Ideal Glass Would Explain Why Glass Exists at All - theafh
https://www.quantamagazine.org/ideal-glass-would-explain-why-glass-exists-at-all-20200311/
======
dfee
I read Quanta (via RSS) and often can only make it 1/2 to 2/3 the way through
an article before giving up. Today I figured out why: the punchline is
absolutely buried.

> Another property of ultra-stable glass would eventually reveal the most
> promising road map to ideal glass.

> { + 4 intermediate paragraphs }

> [the property] ...Sure enough, they found that both glasses had far lower
> heat capacity than usual near absolute zero, in line with a crystal’s. This
> suggested that ultra-stable glass has fewer two-level systems to tunnel
> between.

> { + 3 intermediate paragraphs }

> [the solution] ...His algorithm picks two particles at random and swaps
> their positions. These shake-ups help the simulated liquid stay unstuck,
> allowing molecules to settle into snugger fits — just as the ability to swap
> two ill-fitting shapes would help in Tetris.

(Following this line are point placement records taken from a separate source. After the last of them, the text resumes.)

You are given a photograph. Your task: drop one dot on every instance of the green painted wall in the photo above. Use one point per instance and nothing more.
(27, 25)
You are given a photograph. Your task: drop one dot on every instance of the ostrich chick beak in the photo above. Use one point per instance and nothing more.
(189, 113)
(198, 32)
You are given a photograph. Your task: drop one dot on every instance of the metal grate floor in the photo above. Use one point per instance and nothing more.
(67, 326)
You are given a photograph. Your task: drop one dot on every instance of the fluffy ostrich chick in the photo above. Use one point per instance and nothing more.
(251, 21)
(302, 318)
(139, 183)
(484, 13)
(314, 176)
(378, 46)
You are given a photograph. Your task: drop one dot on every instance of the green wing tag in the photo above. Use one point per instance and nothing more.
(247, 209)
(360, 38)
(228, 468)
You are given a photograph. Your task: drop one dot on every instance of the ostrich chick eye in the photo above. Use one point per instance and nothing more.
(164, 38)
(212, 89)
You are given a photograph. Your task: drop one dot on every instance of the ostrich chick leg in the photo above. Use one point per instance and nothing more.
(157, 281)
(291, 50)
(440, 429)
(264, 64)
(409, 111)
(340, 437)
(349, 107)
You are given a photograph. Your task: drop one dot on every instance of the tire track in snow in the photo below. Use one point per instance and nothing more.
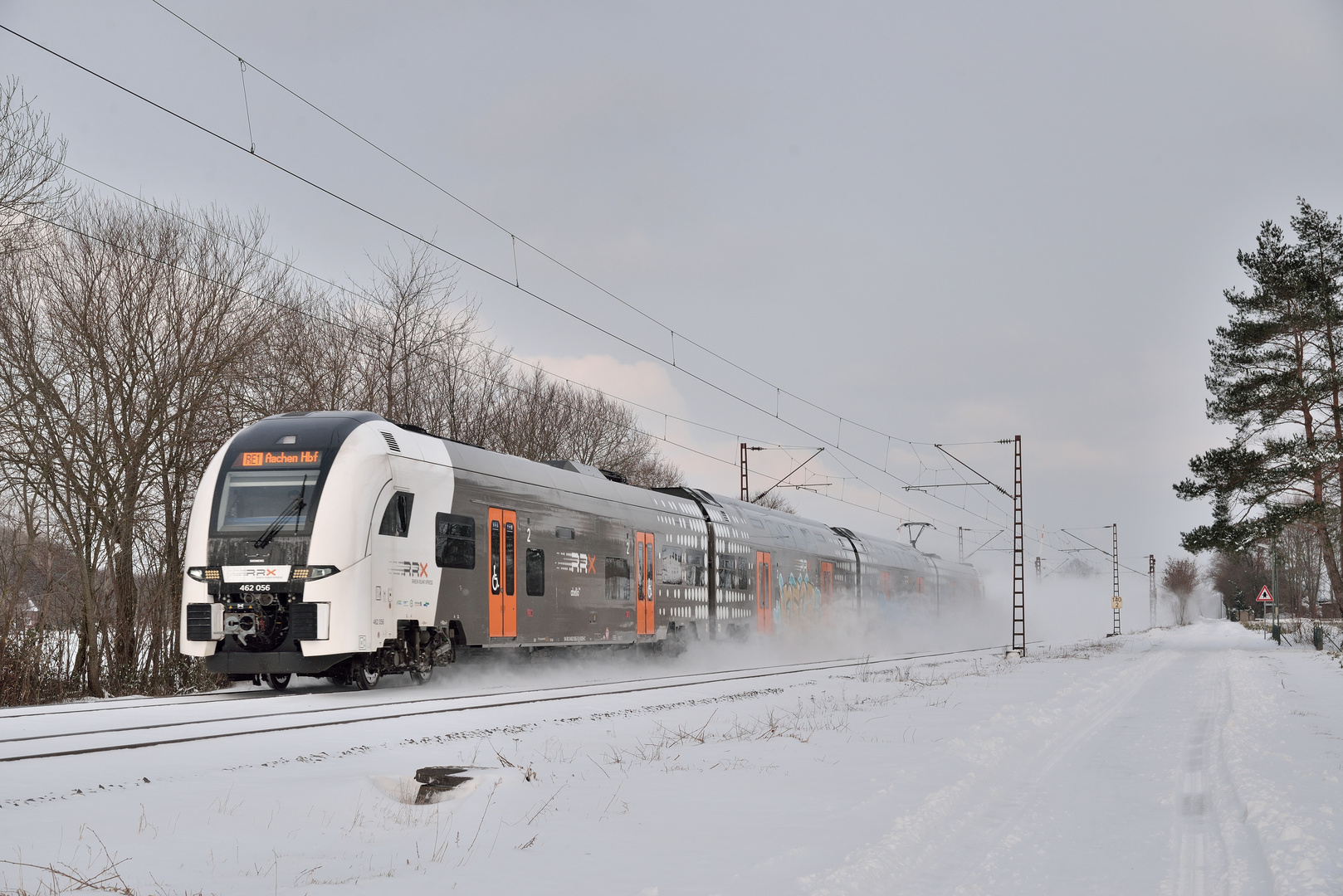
(1216, 852)
(924, 850)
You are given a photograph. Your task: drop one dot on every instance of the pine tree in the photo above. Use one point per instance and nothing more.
(1276, 377)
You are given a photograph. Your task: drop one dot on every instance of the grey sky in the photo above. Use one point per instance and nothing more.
(945, 221)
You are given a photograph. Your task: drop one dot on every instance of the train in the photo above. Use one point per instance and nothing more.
(344, 546)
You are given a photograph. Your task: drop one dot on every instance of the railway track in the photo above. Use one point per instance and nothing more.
(139, 737)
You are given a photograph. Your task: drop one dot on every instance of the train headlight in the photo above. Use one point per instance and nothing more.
(313, 572)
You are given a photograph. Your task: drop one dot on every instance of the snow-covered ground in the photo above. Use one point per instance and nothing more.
(1202, 759)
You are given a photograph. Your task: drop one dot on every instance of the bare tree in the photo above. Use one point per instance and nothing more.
(32, 188)
(1179, 579)
(115, 343)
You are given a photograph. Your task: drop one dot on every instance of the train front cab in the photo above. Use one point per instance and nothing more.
(348, 571)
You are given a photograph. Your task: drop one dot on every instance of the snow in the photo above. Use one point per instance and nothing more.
(1178, 761)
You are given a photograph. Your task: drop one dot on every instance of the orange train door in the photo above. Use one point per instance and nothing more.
(764, 594)
(645, 605)
(502, 574)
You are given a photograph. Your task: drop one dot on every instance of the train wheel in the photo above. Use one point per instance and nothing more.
(365, 676)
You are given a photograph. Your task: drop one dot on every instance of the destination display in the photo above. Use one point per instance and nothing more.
(262, 460)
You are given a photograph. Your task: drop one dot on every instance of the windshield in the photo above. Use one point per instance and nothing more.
(252, 500)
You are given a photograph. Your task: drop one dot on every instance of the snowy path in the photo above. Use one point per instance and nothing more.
(1201, 761)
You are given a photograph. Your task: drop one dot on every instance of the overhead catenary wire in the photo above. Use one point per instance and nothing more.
(501, 278)
(519, 240)
(432, 245)
(289, 265)
(545, 301)
(348, 329)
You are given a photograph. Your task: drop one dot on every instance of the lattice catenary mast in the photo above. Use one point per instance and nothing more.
(1115, 599)
(1018, 564)
(1151, 589)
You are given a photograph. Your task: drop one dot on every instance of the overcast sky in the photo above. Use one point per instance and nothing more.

Alternatively, that could've been written as:

> Another property of ultra-stable glass - it's far lower heat capacity -
> would eventually reveal the most promising road map to ideal glass: randomly
> swapping particles of cooling glass to allow for snugger fits.

\-- And that's it! --

But my brain either can't, or refuses to, follow 8 paragraphs to arrive at the
Aha moment.

Now, I don't read these sorts of articles for the pleasure of reading. And, I
think the writing style suggests this is a primary goal. So why do I read it?
I dunno, maybe it's a better version of me that clicks "subscribe" than the
one who's presented with the article to read?

Or, I prefer to read selectively rather than comprehensively. A trait I think
is of merit, but my SAT and ACTs surely didn't.